Les différents acteurs responsables :
Le développeur : pour la conception des modèles, des algorithmes et des jeux de données.
L’utilisateur : pour l’interprétation des résultats générés et les usages pratiques.
Le modèle lui-même : entité non consciente mais productrice d’énoncés, qui soulève des débats sur la notion de responsabilité algorithmique.
Ce triangle de responsabilité appelle une clarification normative, juridique et éthique, qui ne saurait s’élaborer qu’en croisant les perspectives de l’informatique, de la mathématique, du droit, de la linguistique, de la philosophie et des sciences de l’éducation.
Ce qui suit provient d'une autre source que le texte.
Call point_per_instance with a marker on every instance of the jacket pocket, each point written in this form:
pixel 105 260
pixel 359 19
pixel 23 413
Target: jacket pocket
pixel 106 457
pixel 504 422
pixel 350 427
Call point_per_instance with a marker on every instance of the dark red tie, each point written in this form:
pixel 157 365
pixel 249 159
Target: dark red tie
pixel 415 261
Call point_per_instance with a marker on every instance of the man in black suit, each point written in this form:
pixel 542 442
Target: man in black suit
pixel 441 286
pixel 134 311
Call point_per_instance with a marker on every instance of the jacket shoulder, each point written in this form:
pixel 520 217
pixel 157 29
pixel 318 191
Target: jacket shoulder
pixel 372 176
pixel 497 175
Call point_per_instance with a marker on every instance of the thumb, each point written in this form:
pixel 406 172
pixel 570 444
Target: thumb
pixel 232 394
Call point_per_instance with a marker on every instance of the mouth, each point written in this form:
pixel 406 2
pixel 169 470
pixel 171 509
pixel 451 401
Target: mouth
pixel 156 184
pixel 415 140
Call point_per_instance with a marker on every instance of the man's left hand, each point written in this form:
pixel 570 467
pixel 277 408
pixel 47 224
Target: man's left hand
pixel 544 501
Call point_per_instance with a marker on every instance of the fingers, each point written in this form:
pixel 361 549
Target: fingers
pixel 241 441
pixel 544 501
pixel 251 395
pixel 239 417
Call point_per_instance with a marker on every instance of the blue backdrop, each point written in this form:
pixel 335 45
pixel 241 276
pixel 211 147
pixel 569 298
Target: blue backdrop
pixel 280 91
Un cadre d’usage pédagogique conscientisé
Dans l’enseignement supérieur, la question n’est plus tant d’interdire ou d’autoriser l’usage des IA que de former les étudiants à les utiliser de manière critique, éthique et contextualisée. Cela suppose :
d’abord, une culture technique : comprendre comment fonctionne une IA, identifier ses biais structurels et reconnaître ses limites ;
ensuite, une compétence linguistique et interprétative, qui permette d’évaluer, de valider ou de corriger les propositions générées ;
enfin, une réflexivité éthique : savoir reconnaître les situations dans lesquelles l’IA ne peut se substituer au jugement humain.